Interaction with headless mode

If the PFCP path between the BNG-UP and the MAG-c fails and the BNG-UP becomes headless, use the following command to determine the behavior for active FSGs.

configure subscriber-mgmt up-resiliency fate-sharing-group-template path-restoration-state

When using the standby option for this command, the BNG-UP forces all active FSGs to become standby. This avoids any possibility of active/active UP behavior. However, if all the BNG-UPs become headless, for example, because of a routing issue to the MAG-c, all FSGs on all BNG-UPs become standby, and no forwarding is possible.

Note: Nokia recommends leaving this command set to the default (auto). Only enable standby if the network cannot handle the described active/active scenarios and avoidance.

If you use the auto option, the BNG-UP uses an heuristic process to decide whether to keep the FSG as active or move it to standby. The BNG-UP autonomously changes FSGs to standby if any of the following conditions are met:

No single network instance is monitored for health.
At least one of the monitored network instances indicates health failure.
No GARP messages are snooped from another BNG-UP.

This process detects the difference between an isolated BNG-UP becoming headless, or all BNG-UPs becoming headless. When the BNG-UP estimates that all BNG-UPs are headless, it keeps the FSGs active. Alternatively, the BNG-UP keeps FSGs as standby, because the MAG-c activates another BNG-UP.

The heuristic check of network health determines if the failure is a more generic network failure, which is more likely to be BNG-UP local (for example, a network link failure). If the PFCP fails but the local network is fine, the failure is probably central, and all BNG-UPs became headless. In addition, if the network link is down the system probably cannot forward the session traffic anyway.

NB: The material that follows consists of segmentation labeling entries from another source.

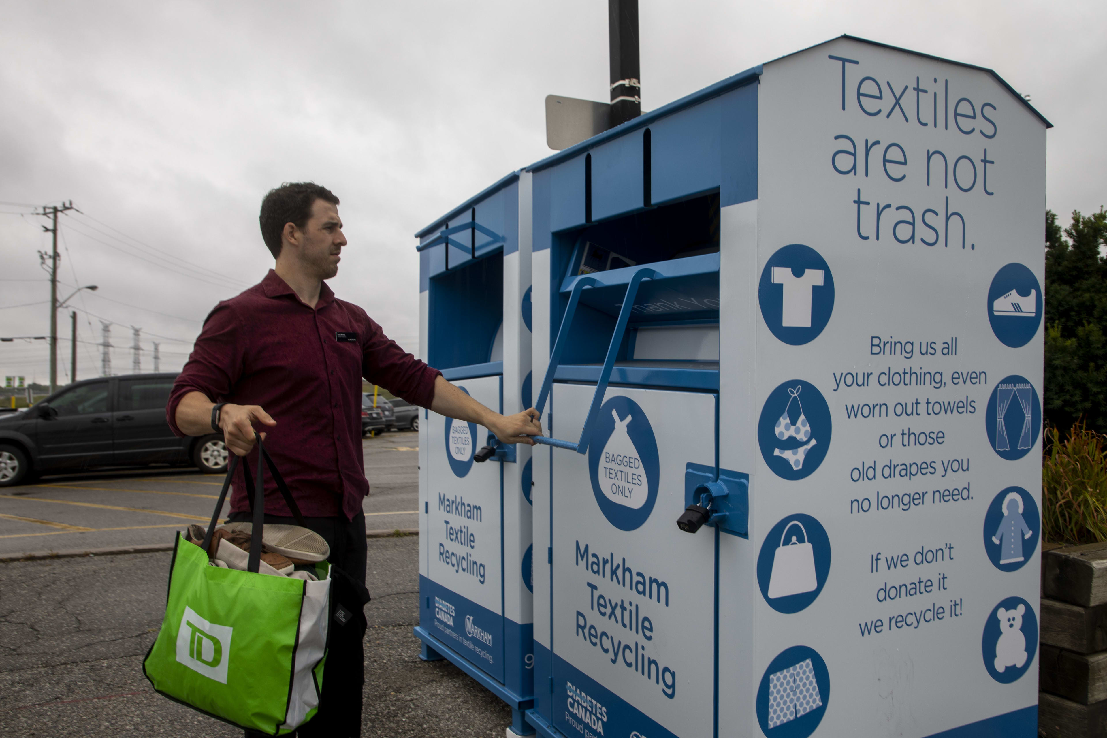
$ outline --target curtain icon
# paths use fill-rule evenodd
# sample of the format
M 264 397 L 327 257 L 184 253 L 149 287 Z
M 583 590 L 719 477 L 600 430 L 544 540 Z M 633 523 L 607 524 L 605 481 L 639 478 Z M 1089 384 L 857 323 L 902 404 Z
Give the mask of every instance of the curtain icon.
M 1003 416 L 1011 405 L 1012 397 L 1015 396 L 1015 385 L 1001 384 L 995 391 L 995 450 L 1011 450 L 1007 441 L 1007 426 L 1003 423 Z
M 768 727 L 790 723 L 823 707 L 815 667 L 807 658 L 768 676 Z
M 785 545 L 784 538 L 793 526 L 799 526 L 799 530 L 804 531 L 804 542 L 797 542 L 793 536 L 792 542 Z M 792 594 L 814 592 L 818 585 L 818 578 L 815 575 L 815 549 L 807 538 L 807 529 L 804 528 L 804 523 L 793 520 L 780 531 L 780 545 L 773 554 L 768 596 L 770 600 L 776 600 Z
M 1031 385 L 1028 384 L 1016 384 L 1015 395 L 1018 397 L 1018 404 L 1023 408 L 1023 415 L 1026 419 L 1023 422 L 1023 432 L 1018 436 L 1018 448 L 1030 448 L 1031 444 Z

The heuristic check of GARP snooping is used to determine if another BNG-UP became active while this UP is headless. If another BNG-UP sends a GARP message this means it was updated by the MAG-c to become active, which in turns means it cannot be headless. Because of this it can be estimated that the headless mode is contained to a single node and it is safe to become standby.

These heuristic checks are best-effort and may fail to detect active/active conditions. However, by correctly setting routing metrics to differentiate between the fsg-active and fsg-active-path-restoration options, you can avoid the worst of active/active scenarios. By giving the headless BNG-UP a worse metric or preference, only the non-headless active BNG-UP draws downlink traffic. The headless BNG-UP may still erroneously answer ARP requests and update forwarding databases in the access node for the FSG virtual MAC. However, typically this is quickly corrected by downlink traffic using the vMAC as the source MAC address, coming from the non-headless BNG-UP.

The following are other risks of active/active scenarios:

When the aggregation network replicates unknown unicast packets to both BNG-UPs, it forwards these packets twice, leading to duplicate packets in the network. However, it is unlikely that the FSG virtual MAC is ever an unknown MAC. To further reduce the risk, disable unicast replication.
Exact QoS enforcement is not guaranteed in this situation.

The standby FSGs remain as-is during headless conditions. Whichever option you use (standby or auto), the BNG-UP reverts the FSG state to active after the headless condition is no longer valid.